New Construction Methods
Use of FSW for Large High Speed Vessels
Friction stir welding (FSW) was applied to the superstructure of the ultra-high speed cargo/passenger vessel Techno Super Liner (TSL) as a new joining technique for aluminum plates to replace traditional arc welding. Previously, an aluminum manufacturer fabricated panels of 2.4 meters in maximum width for a superstructure with FSW but the recent attempt is for a maximum width of 7.8 meters. Compared with conventional arc welding of aluminum alloys, FSW has advantages in the construction process including (1) less thermal hysteresis due to the absence of melting, less deformation due to joining and freedom from welding defects such as blow holes; (2) the absence of fumes and sputters keeping the product appearance beautiful, and preventing adverse effects on the environment and workers' bodies during the process, and (3) the automated mechanical joining method assuring higher quality of joints. With the FSW process, a rotating tool (hard round rod) is inserted between the butts of the materials to be joined, and moved along the joining line while giving frictional heat. It is a revolutionary aluminum alloy joining technique to replace arc welding. The principle of FSW and how it is accomplished are illustrated below.
Principle of FSW
How sheets are joined
Superstructure member for TSL Courtesy of Mitsui Shipbuilding & Engineering Co., Ltd.

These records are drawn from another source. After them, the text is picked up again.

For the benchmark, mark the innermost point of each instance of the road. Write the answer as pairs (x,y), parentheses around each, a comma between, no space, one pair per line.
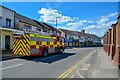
(73,63)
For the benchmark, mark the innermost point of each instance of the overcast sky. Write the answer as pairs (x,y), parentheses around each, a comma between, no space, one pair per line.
(94,17)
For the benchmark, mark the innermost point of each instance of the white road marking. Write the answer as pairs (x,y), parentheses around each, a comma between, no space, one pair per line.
(85,67)
(50,57)
(11,66)
(79,74)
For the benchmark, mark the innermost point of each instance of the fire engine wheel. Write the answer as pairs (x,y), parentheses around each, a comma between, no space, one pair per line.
(45,52)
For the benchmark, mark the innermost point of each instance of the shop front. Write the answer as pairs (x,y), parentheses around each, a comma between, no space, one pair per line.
(76,43)
(81,43)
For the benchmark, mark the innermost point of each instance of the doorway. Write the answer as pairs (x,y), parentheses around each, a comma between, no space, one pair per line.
(7,42)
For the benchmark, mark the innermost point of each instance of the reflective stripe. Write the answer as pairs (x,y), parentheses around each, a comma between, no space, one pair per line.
(32,35)
(33,42)
(51,43)
(43,43)
(37,46)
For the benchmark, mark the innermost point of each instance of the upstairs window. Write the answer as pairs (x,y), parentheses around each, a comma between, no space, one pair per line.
(8,22)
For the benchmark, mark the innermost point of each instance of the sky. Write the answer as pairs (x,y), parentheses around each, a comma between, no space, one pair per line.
(94,17)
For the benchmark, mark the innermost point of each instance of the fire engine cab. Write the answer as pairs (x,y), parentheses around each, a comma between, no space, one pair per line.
(36,44)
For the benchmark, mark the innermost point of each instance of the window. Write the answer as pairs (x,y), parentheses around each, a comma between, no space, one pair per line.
(8,22)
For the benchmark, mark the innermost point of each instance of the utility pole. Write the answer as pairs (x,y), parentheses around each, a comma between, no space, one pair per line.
(56,21)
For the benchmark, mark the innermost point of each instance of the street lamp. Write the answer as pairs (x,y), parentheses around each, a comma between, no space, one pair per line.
(56,21)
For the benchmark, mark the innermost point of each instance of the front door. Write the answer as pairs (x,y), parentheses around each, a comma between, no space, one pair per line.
(7,42)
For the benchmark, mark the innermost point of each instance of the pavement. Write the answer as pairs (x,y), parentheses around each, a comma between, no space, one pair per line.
(73,63)
(8,54)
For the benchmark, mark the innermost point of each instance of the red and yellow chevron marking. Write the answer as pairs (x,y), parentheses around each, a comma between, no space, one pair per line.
(21,45)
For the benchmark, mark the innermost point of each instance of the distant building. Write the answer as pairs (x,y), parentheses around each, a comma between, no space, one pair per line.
(79,39)
(54,30)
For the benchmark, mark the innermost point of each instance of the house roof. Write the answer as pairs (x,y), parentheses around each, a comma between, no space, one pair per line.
(26,20)
(51,27)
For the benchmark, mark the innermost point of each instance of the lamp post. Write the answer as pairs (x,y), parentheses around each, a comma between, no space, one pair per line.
(56,21)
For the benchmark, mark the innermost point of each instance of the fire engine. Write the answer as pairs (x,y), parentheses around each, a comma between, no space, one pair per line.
(34,44)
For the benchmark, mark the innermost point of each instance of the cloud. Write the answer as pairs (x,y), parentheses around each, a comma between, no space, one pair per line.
(50,15)
(102,25)
(74,23)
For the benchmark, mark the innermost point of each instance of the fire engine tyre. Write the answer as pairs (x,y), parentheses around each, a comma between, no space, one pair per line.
(45,52)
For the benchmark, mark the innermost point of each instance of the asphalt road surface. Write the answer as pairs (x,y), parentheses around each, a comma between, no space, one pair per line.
(72,63)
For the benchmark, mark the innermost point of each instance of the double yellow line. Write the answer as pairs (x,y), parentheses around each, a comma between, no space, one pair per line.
(66,73)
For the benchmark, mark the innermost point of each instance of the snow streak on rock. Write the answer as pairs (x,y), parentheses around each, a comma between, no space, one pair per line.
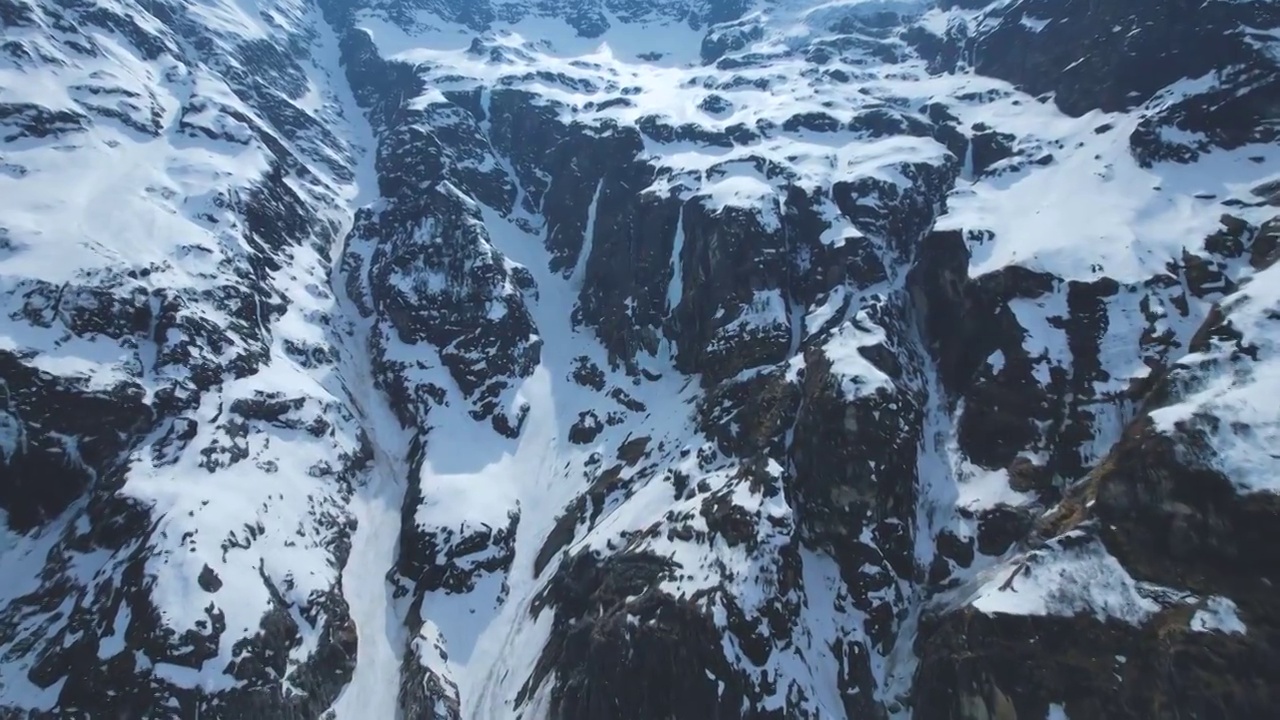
(609,359)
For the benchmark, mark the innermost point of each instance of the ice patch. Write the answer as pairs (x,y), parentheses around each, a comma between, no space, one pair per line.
(1075,575)
(1217,615)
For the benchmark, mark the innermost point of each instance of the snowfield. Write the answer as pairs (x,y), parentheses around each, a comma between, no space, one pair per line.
(480,360)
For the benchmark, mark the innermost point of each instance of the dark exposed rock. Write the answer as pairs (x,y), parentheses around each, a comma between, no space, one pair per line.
(616,638)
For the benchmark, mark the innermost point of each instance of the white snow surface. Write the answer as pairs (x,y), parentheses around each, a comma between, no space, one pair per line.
(105,196)
(1065,580)
(1242,441)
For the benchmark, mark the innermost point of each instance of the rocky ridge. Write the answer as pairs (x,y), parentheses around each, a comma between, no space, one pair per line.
(775,356)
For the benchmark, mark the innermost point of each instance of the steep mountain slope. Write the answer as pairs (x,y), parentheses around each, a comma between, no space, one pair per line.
(676,359)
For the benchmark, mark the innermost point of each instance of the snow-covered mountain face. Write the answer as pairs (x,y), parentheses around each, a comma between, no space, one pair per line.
(616,359)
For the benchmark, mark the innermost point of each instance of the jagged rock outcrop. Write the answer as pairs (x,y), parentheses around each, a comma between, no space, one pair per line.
(612,359)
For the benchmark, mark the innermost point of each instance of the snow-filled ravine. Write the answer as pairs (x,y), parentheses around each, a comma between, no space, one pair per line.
(622,360)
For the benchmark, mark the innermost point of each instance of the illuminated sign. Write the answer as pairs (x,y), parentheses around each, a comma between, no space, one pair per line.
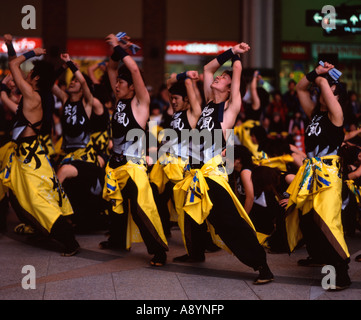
(295,51)
(347,20)
(343,51)
(22,44)
(198,47)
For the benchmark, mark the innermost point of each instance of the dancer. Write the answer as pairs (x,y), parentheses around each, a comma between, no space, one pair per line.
(314,208)
(28,173)
(126,173)
(204,193)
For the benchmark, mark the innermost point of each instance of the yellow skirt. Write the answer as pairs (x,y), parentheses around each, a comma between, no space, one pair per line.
(191,196)
(30,176)
(317,186)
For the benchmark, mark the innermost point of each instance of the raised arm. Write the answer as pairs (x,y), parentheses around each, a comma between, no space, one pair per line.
(14,65)
(256,102)
(10,104)
(9,44)
(140,89)
(235,100)
(335,112)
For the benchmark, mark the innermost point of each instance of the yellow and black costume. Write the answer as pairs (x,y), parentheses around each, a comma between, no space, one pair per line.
(38,197)
(314,208)
(134,216)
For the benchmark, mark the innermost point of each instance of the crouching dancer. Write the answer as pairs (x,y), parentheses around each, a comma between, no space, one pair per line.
(126,178)
(204,194)
(28,172)
(314,207)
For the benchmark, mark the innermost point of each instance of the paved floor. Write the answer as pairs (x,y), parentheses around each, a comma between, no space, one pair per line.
(96,274)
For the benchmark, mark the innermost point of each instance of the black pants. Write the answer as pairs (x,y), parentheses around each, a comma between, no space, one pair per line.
(61,231)
(118,222)
(234,231)
(317,245)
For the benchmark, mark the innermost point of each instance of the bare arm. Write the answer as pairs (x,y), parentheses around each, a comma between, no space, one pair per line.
(334,108)
(141,91)
(248,188)
(88,97)
(10,104)
(14,65)
(256,102)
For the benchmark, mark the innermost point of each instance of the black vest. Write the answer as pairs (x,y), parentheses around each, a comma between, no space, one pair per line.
(207,138)
(76,126)
(322,137)
(128,136)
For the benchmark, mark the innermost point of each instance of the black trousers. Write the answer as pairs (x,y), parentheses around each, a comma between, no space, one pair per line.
(62,231)
(118,222)
(161,201)
(234,231)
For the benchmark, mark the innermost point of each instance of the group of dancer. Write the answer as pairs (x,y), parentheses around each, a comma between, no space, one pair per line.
(245,198)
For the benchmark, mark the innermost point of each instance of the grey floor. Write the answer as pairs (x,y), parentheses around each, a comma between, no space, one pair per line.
(95,274)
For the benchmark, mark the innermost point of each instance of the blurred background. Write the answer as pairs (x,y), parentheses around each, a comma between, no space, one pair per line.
(286,36)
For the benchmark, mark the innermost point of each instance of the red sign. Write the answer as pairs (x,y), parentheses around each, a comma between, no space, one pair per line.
(22,44)
(92,48)
(198,47)
(296,51)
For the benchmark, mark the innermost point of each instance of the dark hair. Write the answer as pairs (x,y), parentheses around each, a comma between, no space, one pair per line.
(243,86)
(124,74)
(178,88)
(45,71)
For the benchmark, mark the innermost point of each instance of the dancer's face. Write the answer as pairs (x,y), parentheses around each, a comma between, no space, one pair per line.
(123,90)
(222,83)
(178,103)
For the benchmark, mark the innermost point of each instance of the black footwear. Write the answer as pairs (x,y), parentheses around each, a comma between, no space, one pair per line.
(342,283)
(111,245)
(309,262)
(265,275)
(188,258)
(70,252)
(159,259)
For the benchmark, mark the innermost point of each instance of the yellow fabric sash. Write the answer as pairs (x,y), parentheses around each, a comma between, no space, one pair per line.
(115,181)
(167,168)
(243,133)
(5,152)
(191,196)
(30,176)
(355,189)
(275,162)
(317,186)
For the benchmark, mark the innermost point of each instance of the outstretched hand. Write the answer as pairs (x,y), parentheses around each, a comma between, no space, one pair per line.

Pitting occurs in many portions of the bottom plates of crude oil tanks in double-hull VLCCs in their first two or three years of service, and shop priming is known to be effective for their prevention and, accordingly, for enhancing the structural safety of huge tankers. In this experiment, the number of holes due to pitting, which surpassed 1,000 in the first two-and-a-half years when no primer was applied, was reduced to 50 by shop priming. Qualitative analysis of cut-out samples of bottom plates of crude oil tanks revealed that shop primer became a conjugated oxide of zinc and iron, and formed a fine and hard film, whose thickness increased from 15 microns to 50 microns during the first two-and-ahalf years of service. On the other hand, steelmakers tried to develop new anti-corrosive steel by making steel plates more resistant to corrosion on the basis of the elucidated mechanism of pitting; they have succeeded in developing steel plates for crude oil tank bottoms whose maximum pitted depth detected at regular inspection could be about 30% of the usual level and therefore need no initial priming. Shop priming of these plates could further reduce the pitting prevention rate to 35%.
Development of Strongest High Tensile Steel
Mitsubishi Heavy Industries and Nippon Steel jointly developed 47 kg-class high tensile shipbuilding steel plates, the strongest in the world, and the new product item has been selected for longitudinal strength members of 8,000 TEU-class large containerships for Mitsui O.S.K. Lines. Previously the strongest steel plates for use in hull structures of general merchant ships were the 40 kg-class introduced 15 years ago but the growing thickness of such plates along with the increase in usual vessel size tends to sacrifice their tenacity. The recently developed product is not only more tenacious besides being stronger and thinner but also is as readily weld-able as the 40 kg-class steel thanks to the development of the optimal welding method. As the use of 47 kg-class high tensile steel will contribute to increasing the safety of ships by virtue of its greater tenacity, and the ultimate savings in the volume of steel used will serve to reduce the upper hull weight and, accordingly, to increase the cargo capacity. Therefore, future optimal designs of huge vessels will presuppose the improved quality of new steel.